Never mind that Universal Pictures spent an estimated $125 million to make The Mummy. Or that it hired ageless action hero Tom Cruise to star in it. Or that it hopes to spin the movie into a superhero-like franchise populated with classic movie monsters.
None of that mattered a whit to Wonder Woman. Her film clobbered the Universal flick and sent it crying home to … well, you know.
For the second straight weekend, Wonder Woman ruled the box office, collecting an estimated $57.2 million. That pushes the film’s North American total to more than $205 million—the fifth movie this year to clear more than $200 million. Internationally, Diana Prince’s big-screen debut is playing strongly as well, adding another $230 million total thus far to the flick’s bottom line (and it hasn’t even opened in Japan, Germany and Spain yet).

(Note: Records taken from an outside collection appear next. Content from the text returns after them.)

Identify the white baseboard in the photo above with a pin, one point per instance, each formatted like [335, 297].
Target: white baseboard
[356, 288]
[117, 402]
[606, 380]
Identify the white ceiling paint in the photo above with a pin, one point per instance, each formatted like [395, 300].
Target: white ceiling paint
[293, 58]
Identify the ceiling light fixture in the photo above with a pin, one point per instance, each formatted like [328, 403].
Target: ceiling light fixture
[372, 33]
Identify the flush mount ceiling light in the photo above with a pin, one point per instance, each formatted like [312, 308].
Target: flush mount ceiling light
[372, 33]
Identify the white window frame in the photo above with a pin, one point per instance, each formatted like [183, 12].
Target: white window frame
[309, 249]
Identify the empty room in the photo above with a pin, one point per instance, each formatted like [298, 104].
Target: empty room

If The Mummy’s overlords over at Universal were tied up with a golden, truth-compelling lasso, I’m sure they’d admit to being disappointed by their film’s rather shambling American debut. The monster movie earned $32.2 million—less than any of the Brendan Frasier-helmed Mummy movies debuted with back in the day. (Even the rather abysmal The Mummy: Tomb of the Dragon Emperor earned $40.5 million over its first weekend in 2008.) If we looked just at the film’s North American gross, we’d deduce that The Mummy is decaying rapidly, and the franchise it’s intended to jump start is perhaps already dead and buried.
But while American audiences greeted Tom Cruise’s new flick with a yawn, the rest of the world just threw money at it. The Mummy earned $141.8 million overseas—more than four times what it collected stateside—making it Cruise’s biggest international debut ever. Looks like Universal’s “Dark Universe” still has a little life in those undead legs after all.
Captain Underpants: The First Epic Movie had a less-than-epic second week, banking $12.3 million for third place. Two Disney sequels, Pirates of the Caribbean: Dead Men Tell No Tales and Guardians of the Galaxy Vol. 2, finished fourth and fifth, respectively, with Pirates earning $10.7 million and Guardians collecting another $6.2 mil.
Those performances pushed a trio of newcomers down the standings. It Comes at Night, a psychological horror thriller, finished No. 6 with $6 million. Megan Leavey, the story of a military dog and his handler, clocked in at No. 8 with $3.8 million. And My Cousin Rachel, about a coy, calculating cousin named Rachel, finished 11th with less than $1 million.